Abstract

Low-lying coastal areas are susceptible to multiple types of flooding from marine, subsurface, and surface sources. The co-occurrence of a rainfall event with high sea level, which raises coastal groundwater tables conjointly, may result in a compound flooding event, which could be much more widespread and dangerous than that of an individual flooding source. Focusing on Imperial Beach as a low-elevation coastal community in California, this paper provides a generalized methodology to determine the vulnerability of coastal stormdrain systems to compound seawater, groundwater, and stormwater flooding under a changing climate.
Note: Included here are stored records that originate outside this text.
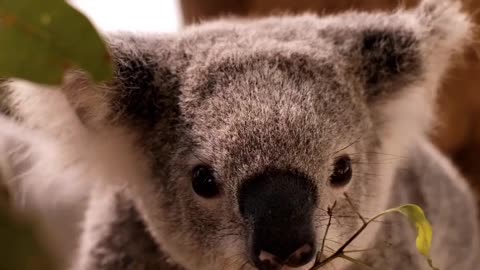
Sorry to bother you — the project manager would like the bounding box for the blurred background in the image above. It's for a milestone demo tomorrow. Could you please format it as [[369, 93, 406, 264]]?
[[71, 0, 480, 207]]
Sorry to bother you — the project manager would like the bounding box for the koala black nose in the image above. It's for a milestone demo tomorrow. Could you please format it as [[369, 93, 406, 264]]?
[[254, 244, 315, 270], [239, 170, 317, 270]]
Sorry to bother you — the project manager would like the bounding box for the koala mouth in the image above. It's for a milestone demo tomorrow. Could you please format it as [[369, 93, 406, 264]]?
[[238, 169, 317, 270]]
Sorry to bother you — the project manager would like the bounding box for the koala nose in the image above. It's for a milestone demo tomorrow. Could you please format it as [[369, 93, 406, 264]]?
[[254, 244, 315, 270], [238, 170, 317, 270]]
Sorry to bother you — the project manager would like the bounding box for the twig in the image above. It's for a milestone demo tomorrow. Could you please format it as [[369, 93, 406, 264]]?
[[343, 192, 367, 224], [339, 255, 373, 270], [317, 201, 337, 260]]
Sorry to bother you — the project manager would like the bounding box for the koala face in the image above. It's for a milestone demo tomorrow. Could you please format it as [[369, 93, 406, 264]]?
[[63, 0, 470, 269]]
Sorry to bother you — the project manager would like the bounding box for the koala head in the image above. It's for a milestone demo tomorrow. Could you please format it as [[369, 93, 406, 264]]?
[[65, 0, 470, 269]]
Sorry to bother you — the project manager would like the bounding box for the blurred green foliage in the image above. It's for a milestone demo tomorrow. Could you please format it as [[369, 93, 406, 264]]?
[[0, 0, 112, 84], [0, 0, 113, 270]]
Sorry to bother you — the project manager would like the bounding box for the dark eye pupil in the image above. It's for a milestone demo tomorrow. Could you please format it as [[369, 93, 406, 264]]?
[[192, 166, 219, 198], [330, 156, 352, 187]]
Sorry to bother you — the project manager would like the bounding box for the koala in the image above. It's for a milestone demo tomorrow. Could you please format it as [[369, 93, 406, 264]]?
[[0, 0, 480, 270]]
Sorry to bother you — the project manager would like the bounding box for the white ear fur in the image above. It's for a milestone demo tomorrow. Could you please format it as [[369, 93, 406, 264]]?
[[0, 80, 147, 208]]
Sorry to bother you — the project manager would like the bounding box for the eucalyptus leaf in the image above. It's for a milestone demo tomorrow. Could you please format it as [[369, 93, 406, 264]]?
[[0, 0, 113, 84], [368, 204, 438, 270]]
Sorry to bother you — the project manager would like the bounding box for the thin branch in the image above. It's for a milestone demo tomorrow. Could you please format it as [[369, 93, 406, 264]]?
[[339, 255, 374, 270], [343, 192, 367, 224], [317, 201, 337, 260]]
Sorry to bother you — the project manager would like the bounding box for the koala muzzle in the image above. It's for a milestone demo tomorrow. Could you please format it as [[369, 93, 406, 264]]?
[[239, 170, 317, 270]]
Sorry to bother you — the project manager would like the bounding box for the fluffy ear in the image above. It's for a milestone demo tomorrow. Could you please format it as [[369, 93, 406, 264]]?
[[0, 35, 186, 197], [63, 34, 188, 130], [332, 0, 472, 101], [328, 0, 472, 154]]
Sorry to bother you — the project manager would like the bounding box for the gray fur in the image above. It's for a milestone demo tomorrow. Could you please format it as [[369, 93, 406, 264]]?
[[3, 0, 480, 270]]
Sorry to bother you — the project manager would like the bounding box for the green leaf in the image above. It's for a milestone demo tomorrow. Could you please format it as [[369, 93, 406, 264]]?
[[0, 0, 113, 84], [369, 204, 438, 270]]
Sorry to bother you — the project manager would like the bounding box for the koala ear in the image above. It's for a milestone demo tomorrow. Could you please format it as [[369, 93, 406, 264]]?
[[336, 0, 472, 102], [328, 0, 472, 153], [63, 34, 188, 129]]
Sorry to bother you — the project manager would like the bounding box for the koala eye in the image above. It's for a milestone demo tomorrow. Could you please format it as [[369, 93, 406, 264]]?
[[330, 156, 352, 187], [192, 166, 220, 199]]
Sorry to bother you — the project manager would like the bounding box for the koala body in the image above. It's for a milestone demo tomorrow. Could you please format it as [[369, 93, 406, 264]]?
[[2, 0, 480, 270]]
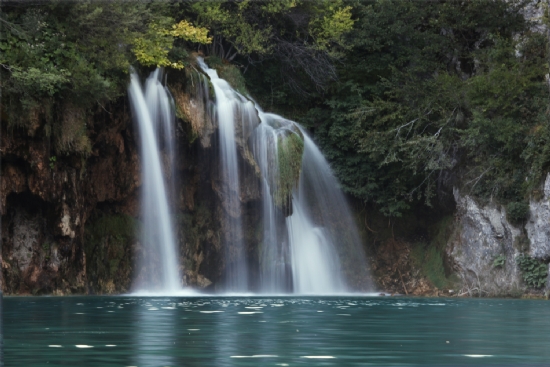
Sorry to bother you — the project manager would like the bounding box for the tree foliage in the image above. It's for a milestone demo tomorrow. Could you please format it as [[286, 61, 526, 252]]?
[[247, 0, 550, 216]]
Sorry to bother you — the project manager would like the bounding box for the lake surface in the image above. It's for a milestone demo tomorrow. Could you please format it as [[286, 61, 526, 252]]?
[[3, 296, 550, 367]]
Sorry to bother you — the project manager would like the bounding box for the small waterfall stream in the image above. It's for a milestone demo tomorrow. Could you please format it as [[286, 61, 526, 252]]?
[[197, 57, 256, 292], [198, 58, 368, 294], [128, 69, 181, 294]]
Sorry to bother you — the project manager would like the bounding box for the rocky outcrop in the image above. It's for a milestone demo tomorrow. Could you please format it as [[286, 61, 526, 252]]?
[[0, 105, 139, 294], [447, 183, 550, 296], [447, 189, 523, 296], [525, 173, 550, 260]]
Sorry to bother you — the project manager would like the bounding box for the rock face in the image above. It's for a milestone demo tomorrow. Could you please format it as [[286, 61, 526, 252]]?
[[447, 181, 550, 296], [525, 173, 550, 260], [0, 70, 266, 294], [447, 189, 523, 296]]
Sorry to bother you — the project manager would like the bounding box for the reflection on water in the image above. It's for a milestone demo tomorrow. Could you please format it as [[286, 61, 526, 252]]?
[[4, 297, 550, 367]]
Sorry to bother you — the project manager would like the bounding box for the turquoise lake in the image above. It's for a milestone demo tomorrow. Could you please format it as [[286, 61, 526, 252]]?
[[3, 296, 550, 367]]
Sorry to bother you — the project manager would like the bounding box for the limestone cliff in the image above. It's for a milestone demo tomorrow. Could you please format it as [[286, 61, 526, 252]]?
[[0, 67, 266, 294]]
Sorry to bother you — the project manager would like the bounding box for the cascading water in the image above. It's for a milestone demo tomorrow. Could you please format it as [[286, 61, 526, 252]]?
[[197, 58, 257, 292], [198, 58, 368, 294], [128, 69, 181, 294]]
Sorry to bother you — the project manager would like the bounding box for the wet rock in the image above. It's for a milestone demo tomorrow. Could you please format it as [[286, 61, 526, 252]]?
[[446, 189, 523, 296], [525, 173, 550, 259]]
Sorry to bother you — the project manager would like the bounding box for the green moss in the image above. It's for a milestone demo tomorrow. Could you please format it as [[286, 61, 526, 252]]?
[[273, 133, 304, 211], [205, 56, 249, 96], [411, 216, 456, 289], [84, 214, 139, 293], [516, 254, 548, 288]]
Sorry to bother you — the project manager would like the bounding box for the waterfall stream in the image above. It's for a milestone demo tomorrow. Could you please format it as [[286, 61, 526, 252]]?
[[128, 69, 181, 294], [198, 58, 368, 294]]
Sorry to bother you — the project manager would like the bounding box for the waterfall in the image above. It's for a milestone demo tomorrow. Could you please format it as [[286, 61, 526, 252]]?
[[197, 58, 256, 292], [198, 58, 368, 294], [128, 69, 181, 293]]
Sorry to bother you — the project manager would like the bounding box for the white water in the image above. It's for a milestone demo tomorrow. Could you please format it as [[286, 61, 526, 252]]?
[[253, 113, 367, 294], [197, 58, 256, 292], [128, 69, 181, 294], [198, 58, 368, 294]]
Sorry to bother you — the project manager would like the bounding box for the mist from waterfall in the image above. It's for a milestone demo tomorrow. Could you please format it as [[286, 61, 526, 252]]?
[[128, 69, 181, 294], [198, 58, 368, 294], [197, 57, 256, 292]]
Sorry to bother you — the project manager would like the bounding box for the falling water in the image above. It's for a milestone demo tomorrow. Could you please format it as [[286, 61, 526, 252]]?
[[199, 58, 368, 294], [254, 113, 368, 294], [197, 57, 257, 292], [128, 69, 181, 293]]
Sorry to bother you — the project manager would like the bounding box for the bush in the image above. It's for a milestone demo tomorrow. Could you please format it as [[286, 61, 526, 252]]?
[[516, 254, 548, 288]]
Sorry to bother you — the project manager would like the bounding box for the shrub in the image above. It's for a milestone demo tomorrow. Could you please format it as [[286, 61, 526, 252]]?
[[516, 254, 548, 288]]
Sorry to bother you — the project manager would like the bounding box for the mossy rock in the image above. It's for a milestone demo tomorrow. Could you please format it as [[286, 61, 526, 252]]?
[[273, 130, 304, 214], [204, 56, 249, 96]]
Although marine inundation by itself is expected to flood only 7% of the study area by 2100 under the most pessimistic scenario (i.e. 2 m rise), our results show that more than 20% of the study area's subterranean stormdrain system is already at the risk of subsurface flooding at current sea levels. While marine inundation is a concern near the coastline as sea level rises, the results show that seawater intrusion into the stormdrain system can impact areas kilometers away from the coastline. The consequences of sea-level rise (SLR) can be exacerbated by an under-resourced stormdrain system, caused by groundwater infiltration through system defects. As such, by a 2 m rise in current sea-level, the flooding volume may double in an ideal system (i.e., no defects) while this ratio can increase six fold in a slightly defective stormdrain system (with 0.25 % porosity systemwide). The continuous simulations of the stormdrain system performance indicate that flood events will be more destructive and frequent under these circumstances.